Bringing up the topic of time and the U.S. government, if the ratings agencies are fair game, what about CEO's like Jimmy Cayne of Bear Stearn's, Dick Fuld of Lehman Brothers, and Stan O' Neal of Merrill Lynch? Even five years later, These guys nearly brought down the entire financial system but not one charge has been brought against them? Justice and the sands of time....

Speaking of David Einhorn, he spoke out yesterday about the capital allocation policies of Apple by suing them because they wanted to eliminate the threat of issuing preferred stock. Capital allocation is a massive issue for companies as it gets to the heart of how they balance shareholder value and the pursuit of profitable growth. Using debt, internally generated cash, or issuing equity are all possibilities, but the art of knowing when to use the appropriate tool(s) is critical for the management of any public company.

A nice article by LinkedIn Founder Reid Hoffman about the threat to retail-

http://www.linkedin.com/today/post/article/20130208012431-1213-will-software-eliminate-physical-retail-not-quite

Google has been implementing changes to its advertising program-http://bits.blogs.nytimes.com/2013/02/08/google-changes-its-ad-program-to-try-to-solve-the-mobile-ad-riddle/?ref=business

Warren Buffett's son Howard says he is ready to take the job as if anybody could fill the man's shoes-http://www.bloomberg.com/news/2013-02-08/buffett-s-son-says-he-s-prepared-whole-life-for-berkshire-role.html

If you really don't like bankers-http://www.marketwatch.com/story/so-god-made-a-banker-2013-02-06

Thank you for reading, and I hope you have a great weekend and are happy and healthy.

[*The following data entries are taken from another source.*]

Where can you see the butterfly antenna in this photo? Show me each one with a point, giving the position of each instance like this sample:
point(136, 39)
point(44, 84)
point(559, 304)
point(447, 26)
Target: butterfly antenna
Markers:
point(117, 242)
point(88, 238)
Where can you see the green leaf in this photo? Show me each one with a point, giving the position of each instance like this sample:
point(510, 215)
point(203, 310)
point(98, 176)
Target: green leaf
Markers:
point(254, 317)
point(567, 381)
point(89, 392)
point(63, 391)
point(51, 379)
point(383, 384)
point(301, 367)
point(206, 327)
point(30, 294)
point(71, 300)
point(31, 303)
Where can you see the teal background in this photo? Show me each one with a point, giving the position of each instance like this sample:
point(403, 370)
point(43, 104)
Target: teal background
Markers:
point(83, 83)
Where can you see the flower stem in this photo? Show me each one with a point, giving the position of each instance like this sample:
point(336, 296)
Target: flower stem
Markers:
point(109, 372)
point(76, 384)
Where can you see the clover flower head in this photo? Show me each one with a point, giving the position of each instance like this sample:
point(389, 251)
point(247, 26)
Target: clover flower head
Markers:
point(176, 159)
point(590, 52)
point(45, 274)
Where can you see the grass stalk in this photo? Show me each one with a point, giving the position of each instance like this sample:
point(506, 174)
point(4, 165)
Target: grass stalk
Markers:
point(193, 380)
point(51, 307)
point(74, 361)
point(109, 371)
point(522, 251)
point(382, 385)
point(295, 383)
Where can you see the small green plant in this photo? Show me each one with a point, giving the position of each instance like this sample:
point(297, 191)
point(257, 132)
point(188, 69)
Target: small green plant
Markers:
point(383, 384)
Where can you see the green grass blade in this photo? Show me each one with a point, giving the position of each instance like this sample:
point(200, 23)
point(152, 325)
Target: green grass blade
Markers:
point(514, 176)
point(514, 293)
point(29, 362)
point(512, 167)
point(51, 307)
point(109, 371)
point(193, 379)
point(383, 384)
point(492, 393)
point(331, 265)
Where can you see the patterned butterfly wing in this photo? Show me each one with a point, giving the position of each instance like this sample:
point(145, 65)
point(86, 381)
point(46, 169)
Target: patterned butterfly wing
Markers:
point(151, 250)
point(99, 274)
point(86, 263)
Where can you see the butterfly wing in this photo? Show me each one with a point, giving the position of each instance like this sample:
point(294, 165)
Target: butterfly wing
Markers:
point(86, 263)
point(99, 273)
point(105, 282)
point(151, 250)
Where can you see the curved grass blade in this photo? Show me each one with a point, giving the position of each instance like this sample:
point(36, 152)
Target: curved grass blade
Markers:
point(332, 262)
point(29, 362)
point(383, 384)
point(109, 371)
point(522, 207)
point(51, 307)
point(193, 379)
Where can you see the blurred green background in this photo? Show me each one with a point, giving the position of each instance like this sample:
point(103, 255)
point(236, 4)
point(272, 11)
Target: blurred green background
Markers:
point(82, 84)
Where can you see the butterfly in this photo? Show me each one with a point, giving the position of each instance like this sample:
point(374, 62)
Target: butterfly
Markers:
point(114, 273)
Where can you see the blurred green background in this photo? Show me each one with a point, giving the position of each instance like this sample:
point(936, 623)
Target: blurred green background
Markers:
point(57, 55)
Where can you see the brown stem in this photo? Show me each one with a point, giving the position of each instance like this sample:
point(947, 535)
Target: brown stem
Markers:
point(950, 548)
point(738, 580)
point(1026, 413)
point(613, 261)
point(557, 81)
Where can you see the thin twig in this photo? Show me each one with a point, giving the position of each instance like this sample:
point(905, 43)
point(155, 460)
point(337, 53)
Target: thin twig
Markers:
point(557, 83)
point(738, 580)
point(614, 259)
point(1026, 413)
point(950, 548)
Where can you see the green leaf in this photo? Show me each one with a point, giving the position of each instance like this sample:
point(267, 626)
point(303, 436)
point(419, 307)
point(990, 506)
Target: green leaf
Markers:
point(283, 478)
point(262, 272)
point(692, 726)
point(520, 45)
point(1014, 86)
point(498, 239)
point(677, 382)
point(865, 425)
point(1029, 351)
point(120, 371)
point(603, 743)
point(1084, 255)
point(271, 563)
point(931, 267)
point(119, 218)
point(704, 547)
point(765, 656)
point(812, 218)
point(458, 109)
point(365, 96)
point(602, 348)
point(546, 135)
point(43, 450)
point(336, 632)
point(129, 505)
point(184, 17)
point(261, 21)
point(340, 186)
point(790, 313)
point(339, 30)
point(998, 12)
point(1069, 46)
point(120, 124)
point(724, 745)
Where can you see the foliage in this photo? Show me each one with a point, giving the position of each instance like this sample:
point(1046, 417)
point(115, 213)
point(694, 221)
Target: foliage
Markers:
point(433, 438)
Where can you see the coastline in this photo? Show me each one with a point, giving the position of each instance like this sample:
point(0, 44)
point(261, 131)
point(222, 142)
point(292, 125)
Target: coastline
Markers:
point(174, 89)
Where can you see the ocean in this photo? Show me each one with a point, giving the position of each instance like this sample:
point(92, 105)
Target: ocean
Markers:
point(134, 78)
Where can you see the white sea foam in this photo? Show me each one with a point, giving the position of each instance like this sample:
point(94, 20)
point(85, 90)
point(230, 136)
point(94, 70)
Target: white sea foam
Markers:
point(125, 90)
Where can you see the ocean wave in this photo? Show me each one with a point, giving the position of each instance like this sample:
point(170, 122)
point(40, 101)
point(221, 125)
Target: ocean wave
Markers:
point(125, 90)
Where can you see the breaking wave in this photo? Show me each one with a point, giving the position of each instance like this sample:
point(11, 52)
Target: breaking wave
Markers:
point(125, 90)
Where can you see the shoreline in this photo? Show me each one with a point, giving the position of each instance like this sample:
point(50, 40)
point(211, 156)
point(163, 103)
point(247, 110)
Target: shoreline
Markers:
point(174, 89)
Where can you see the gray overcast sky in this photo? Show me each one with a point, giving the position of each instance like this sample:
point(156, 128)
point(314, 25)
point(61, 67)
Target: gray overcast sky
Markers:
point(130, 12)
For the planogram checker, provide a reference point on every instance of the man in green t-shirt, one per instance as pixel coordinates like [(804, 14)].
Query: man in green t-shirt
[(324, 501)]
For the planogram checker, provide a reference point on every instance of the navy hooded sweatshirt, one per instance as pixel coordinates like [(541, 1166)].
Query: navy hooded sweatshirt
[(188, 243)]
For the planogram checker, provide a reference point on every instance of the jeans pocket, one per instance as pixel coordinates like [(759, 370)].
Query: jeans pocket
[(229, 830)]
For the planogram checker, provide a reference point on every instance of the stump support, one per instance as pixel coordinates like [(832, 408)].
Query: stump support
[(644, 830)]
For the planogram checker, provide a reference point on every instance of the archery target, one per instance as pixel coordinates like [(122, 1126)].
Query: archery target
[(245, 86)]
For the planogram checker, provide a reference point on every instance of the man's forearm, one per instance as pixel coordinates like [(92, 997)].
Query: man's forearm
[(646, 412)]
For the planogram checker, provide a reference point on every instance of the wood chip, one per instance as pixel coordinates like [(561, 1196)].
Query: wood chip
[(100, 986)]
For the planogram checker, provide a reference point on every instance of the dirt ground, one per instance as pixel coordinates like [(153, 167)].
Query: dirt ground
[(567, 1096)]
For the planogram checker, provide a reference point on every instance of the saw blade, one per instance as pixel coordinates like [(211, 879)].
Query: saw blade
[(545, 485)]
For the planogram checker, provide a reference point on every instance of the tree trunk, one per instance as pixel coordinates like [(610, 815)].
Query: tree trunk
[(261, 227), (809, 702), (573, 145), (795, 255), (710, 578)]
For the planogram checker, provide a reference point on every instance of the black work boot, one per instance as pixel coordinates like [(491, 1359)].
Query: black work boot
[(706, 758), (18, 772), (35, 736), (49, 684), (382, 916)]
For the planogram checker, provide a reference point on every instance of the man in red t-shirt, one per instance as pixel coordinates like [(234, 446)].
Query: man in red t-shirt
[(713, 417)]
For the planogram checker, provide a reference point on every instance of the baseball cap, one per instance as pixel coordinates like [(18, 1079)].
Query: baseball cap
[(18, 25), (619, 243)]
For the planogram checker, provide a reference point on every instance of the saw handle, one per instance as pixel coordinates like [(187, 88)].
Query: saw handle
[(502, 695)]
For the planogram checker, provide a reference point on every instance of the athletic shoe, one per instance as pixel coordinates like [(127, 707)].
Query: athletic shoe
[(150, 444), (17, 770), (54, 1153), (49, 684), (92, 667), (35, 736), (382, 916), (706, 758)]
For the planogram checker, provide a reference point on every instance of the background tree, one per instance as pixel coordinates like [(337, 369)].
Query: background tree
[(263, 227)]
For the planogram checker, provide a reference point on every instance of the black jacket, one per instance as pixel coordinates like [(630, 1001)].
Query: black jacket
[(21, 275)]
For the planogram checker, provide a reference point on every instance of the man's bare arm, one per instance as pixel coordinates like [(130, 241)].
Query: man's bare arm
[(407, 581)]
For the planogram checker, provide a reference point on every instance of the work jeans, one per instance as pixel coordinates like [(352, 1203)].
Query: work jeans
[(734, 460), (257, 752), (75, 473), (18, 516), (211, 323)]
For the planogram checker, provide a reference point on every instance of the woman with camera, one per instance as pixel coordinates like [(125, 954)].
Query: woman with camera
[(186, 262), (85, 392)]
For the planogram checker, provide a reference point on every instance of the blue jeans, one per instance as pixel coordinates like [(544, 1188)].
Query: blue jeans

Y H & C Investments, Yale Bock, and the family of Yale Bock own positions in securities mentioned in the blog post. Investing in stocks can lead to the complete loss of your capital
. As always, on any company mentioned here, past performance is not a guarantee of future returns. Investing involves risk of losses on invested capital. One should research any investment and make sure it is suitable with your objectives, risk tolerance, risk profile liquidity considerations, tax situation, and anything else pertinent to your financial situation. Also, the CFA credential in no way implies investment returns will be superior for any charter holder.